Le 7 mai 2026, lors d’un entretien exceptionnel accordé à Fréquence Populaire, l’économiste et géopoliticien Jacques Sapir a dressé un tableau particulièrement inquiétant de la situation mondiale. Entre l’escalade militaire autour du détroit d’Ormuz, les destructions massives d’infrastructures pétrolières au Moyen-Orient, les tensions entre les États-Unis, l’Iran, la Chine et la Russie, mais aussi l’effondrement progressif des règles économiques héritées de la mondialisation occidentale, l’analyse développée apparaît comme l’une des plus alarmantes depuis la crise de 1973. Selon lui, l’Europe et particulièrement la France pourraient entrer dans une phase de récession durable accompagnée d’une inflation massive, d’une baisse du pouvoir d’achat et d’un chômage en forte hausse. Dans ce climat d’incertitude extrême, les investisseurs cherchent naturellement des actifs tangibles capables de protéger leur patrimoine contre l’instabilité monétaire et financière, à commencer par les métaux précieux. Face aux risques d’effondrement monétaire et de tensions géopolitiques durables, de nombreux épargnants se tournent désormais vers l’achat d’or et d’argent physique afin de sécuriser leur capital sur le long terme.
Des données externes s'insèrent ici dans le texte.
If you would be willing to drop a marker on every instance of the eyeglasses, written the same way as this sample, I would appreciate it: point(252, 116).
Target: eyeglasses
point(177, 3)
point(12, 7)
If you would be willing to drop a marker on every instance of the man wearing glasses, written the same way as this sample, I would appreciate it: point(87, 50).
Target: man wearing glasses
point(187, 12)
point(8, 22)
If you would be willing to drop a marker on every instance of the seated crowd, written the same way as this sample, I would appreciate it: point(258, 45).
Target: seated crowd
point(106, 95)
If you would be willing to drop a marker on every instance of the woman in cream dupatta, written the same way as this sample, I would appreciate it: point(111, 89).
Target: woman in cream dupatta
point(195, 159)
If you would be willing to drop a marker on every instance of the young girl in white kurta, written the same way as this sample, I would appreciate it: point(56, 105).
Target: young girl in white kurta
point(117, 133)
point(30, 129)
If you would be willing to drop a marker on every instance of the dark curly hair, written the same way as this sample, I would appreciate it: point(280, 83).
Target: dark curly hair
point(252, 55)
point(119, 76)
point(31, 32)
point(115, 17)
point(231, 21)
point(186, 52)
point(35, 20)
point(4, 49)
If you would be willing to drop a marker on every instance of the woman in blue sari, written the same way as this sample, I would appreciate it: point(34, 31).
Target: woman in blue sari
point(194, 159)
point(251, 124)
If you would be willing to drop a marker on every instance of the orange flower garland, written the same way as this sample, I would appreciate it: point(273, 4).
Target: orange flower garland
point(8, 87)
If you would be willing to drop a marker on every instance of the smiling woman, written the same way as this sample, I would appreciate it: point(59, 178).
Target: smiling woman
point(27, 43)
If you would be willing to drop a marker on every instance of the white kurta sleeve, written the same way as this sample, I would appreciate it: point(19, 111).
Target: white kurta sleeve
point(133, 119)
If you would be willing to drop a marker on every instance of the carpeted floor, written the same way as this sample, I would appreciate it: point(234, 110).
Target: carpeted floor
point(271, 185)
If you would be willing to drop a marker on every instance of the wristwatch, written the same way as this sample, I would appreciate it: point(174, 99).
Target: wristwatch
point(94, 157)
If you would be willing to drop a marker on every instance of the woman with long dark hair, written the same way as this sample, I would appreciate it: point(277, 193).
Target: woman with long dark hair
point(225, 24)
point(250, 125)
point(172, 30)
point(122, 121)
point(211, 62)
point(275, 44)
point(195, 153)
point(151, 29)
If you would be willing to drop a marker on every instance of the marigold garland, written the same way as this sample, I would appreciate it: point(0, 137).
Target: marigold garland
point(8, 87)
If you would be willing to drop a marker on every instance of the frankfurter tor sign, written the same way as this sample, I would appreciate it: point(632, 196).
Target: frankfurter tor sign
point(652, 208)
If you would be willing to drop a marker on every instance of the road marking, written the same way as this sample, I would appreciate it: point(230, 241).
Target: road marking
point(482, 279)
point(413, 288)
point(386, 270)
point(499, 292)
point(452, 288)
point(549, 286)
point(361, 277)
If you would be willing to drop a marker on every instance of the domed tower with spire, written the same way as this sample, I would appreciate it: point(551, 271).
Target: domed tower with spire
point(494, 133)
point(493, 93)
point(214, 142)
Une crise énergétique mondiale plus grave que les chocs pétroliers de 1973 et 2022
Pour Jacques Sapir, l’erreur fondamentale des gouvernements occidentaux consiste à sous-estimer la profondeur réelle de la crise énergétique en cours. Contrairement aux précédents chocs pétroliers, le problème actuel ne concerne pas uniquement une réduction temporaire de l’offre. Les infrastructures pétrolières du Golfe auraient subi des dégâts considérables, notamment des raffineries stratégiques en Arabie saoudite, au Koweït, au Qatar et dans plusieurs zones essentielles à la transformation des hydrocarbures. L’économiste rappelle surtout un point rarement évoqué dans les médias : lorsqu’un puits pétrolier est arrêté plusieurs semaines, des phénomènes techniques de sédimentation apparaissent, rendant le redémarrage extrêmement complexe. Certains puits pourraient même ne jamais retrouver leur capacité de production initiale. Selon les estimations évoquées, il faudrait parfois plus de six mois pour relancer certains sites, avec une récupération partielle limitée à 75 ou 80 % des capacités précédentes. Cette réalité transforme une crise conjoncturelle en véritable crise structurelle de l’énergie mondiale. Dans un contexte où l’énergie devient un facteur majeur d’instabilité économique mondiale, les métaux précieux retrouvent leur statut historique de valeur refuge recherchée par les investisseurs prudents.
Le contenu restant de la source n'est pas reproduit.